Ilustrasi Antrian Pasien di Depan Ruangan Poli Penyakit Dalam

SERANG – Sehat Wargi Banten? Sebuah data yang mengkhawatirkan sekaligus membingungkan muncul dari lanskap kesehatan provinsi kita. Laporan resmi menyebutkan bahwa temuan kasus Tuberkulosis (TBC) di Banten, bersama dengan Jawa Barat, secara signifikan telah melampaui angka estimasi nasional. Angka ini menempatkan Banten di persimpangan jalan: apakah ini sebuah “paradoks keberhasilan” yang menunjukkan program penemuan kasus kita bekerja sangat efektif, atau justru sebuah lonceng bahaya yang menandakan penyebaran TBC di tengah masyarakat jauh lebih luas dari yang kita duga?  

Tim BantenSehat.com melakukan penelusuran mendalam untuk membongkar dualisme di balik angka-angka ini, dan menemukan adanya jurang pemisah yang tajam dalam penanganan TBC antar wilayah di Banten.

Komitmen di Atas Kertas vs. Realita di Lapangan

Di tingkat kebijakan, Pemerintah Provinsi Banten telah menunjukkan komitmen yang kuat.

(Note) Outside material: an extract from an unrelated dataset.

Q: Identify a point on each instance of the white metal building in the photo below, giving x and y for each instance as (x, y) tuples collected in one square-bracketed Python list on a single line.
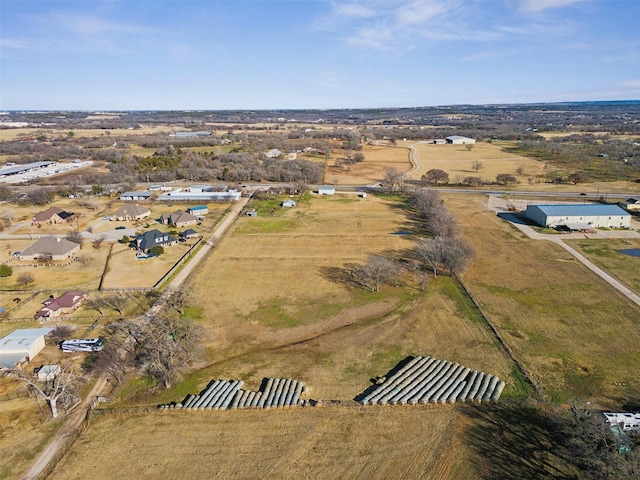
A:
[(579, 216), (21, 346), (629, 421), (460, 140)]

Dengan target ambisius untuk mengeliminasi TBC pada tahun 2030, sebuah landasan hukum kokoh telah diletakkan melalui Peraturan Gubernur (Pergub) Banten Nomor 39 Tahun 2023. Pergub ini menguraikan strategi komprehensif, mulai dari promosi kesehatan, surveilans, penemuan dan pengobatan kasus, hingga terapi pencegahan.  

Berbagai kampanye seperti “Walk the Talk to End TB” juga gencar disuarakan untuk mengajak partisipasi masyarakat. Namun, ketika kebijakan ini turun ke tingkat implementasi, hasilnya bak bumi dan langit.  

Di satu sisi, ada kisah sukses yang patut diapresiasi. Kota Tangerang, misalnya, berhasil meraih penghargaan dari Kementerian Kesehatan atas keberhasilan kerja sama multi-sektor dalam percepatan eliminasi TBC. Fasilitas kesehatan seperti Puskesmas Cibodasari di Kota Tangerang juga terus meningkatkan kelengkapan fasilitasnya untuk menangani pasien TBC. Di Kota Serang, inisiatif jemput bola seperti “Grebeg TBC” digalakkan untuk menemukan kasus secara aktif di masyarakat.  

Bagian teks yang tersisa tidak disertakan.